By utilizing the JAX library to compute gradients of the loss function, we can employ highly efficient local optimization methods, drastically reducing optimization time from days to minutes. JAX-ReaxFF runs efficiently on multi-core CPUs, GPUs, and TPUs, making it versatile and powerful. It also provides a sandbox environment for exploring custom ReaxFF functional forms, enhancing modeling accuracy.

You can learn more about the method in the following papers (Plase cite them if you utlize this repository):

Original Paper: Jax-ReaxFF

JAX-MD Integration Paper: End-to-End Differentiable ReaxFF

How to Install

Jax-ReaxFF requires JAX and jaxlib (Jax Repo).
The code is tested with JAX 0.4.26 - 0.4.30 and jaxlib 0.4.26 - 0.4.30. Since the optimizer is highly more performant on GPUs, GPU version of jaxlib needs to be installed (GPU version supports both CPU and GPU execution).

1- Before the installation, a supported version of CUDA and CuDNN are needed (for jaxlib). Alternatively, one could install the jax-md version that comes with required CUDA libraries.

2- Cloning the Jax-ReaxFF repo:

git clone https://github.com/cagrikymk/Jax-ReaxFF
cd Jax-ReaxFF

3- The installation can be done in a conda environment:

conda create -n jax-env python=3.10
conda activate jax-env

4- Jax-ReaxFF is installed with the following command:

pip install .

After the setup, Jax-ReaxFF can be accessed via command line interface(CLI) with jaxreaxff

To test the installation on a CPU (The JIT compilation time for CPUs drastically higher):

jaxreaxff --init_FF Datasets/cobalt/ffield_lit             \
          --params Datasets/cobalt/params                  \
          --geo Datasets/cobalt/geo                        \
          --train_file Datasets/cobalt/trainset.in         \
          --num_e_minim_steps 200                          \
          --e_minim_LR 1e-3                                \
          --out_folder ffields                             \
          --save_opt all                                   \
          --num_trials 1                                   \
          --num_steps 20                                   \
          --init_FF_type fixed                             

5- To have the GPU support, jaxlib with CUDA support needs to be installed, otherwise the code can only run on CPUs.

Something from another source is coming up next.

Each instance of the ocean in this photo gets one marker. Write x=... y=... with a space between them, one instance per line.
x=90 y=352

pip install -U "jax[cuda12]==0.4.30"

You can learn more about JAX installation here: JAX install guide

After installing the GPU version, the script will automatically utilize the GPU. If the script does not detect the GPU, it will print a warning message.

Using Validation Data

jaxreaxff --init_FF Datasets/disulfide/ffield_lit             \
          --params Datasets/disulfide/params                  \
          --geo Datasets/disulfide/geo                        \
          --train_file Datasets/disulfide/trainset.in         \
          --use_valid True                                    \
          --valid_file Datasets/disulfide/valSet/trainset.in  \
          --valid_geo_file Datasets/disulfide/valSet/geo      \
          --num_e_minim_steps 200                             \
          --e_minim_LR 1e-3                                   \
          --out_folder ffields                                \
          --save_opt all                                      \
          --num_trials 1                                      \
          --num_steps 20                                      \
          --init_FF_type fixed                             

Potential Issues

On a HPC cluster, CUDA might be loaded somewhere different than /usr/local/cuda-xx.x. In this case, XLA compiler might not locate CUDA installation. This only happens if you install JAX with local CUDA support. To solve this, we can speficy the cuda directory using XLA_FLAGS:

# To see where cuda is installed
which nvcc # will print /opt/software/CUDAcore/11.1.1/bin/nvcc
export XLA_FLAGS="$XLA_FLAGS --xla_gpu_cuda_data_dir=/opt/software/CUDAcore/11.1.1"

Another potential issue related XLA compilation on clusters is RuntimeError: Unknown: no kernel image is available for execution on the device (potentially related to singularity) and it can be solved by changing XLA_FLAGS to:

export XLA_FLAGS="$XLA_FLAGS --xla_gpu_force_compilation_parallelism=1"

This flag can increase the compilation time drastically.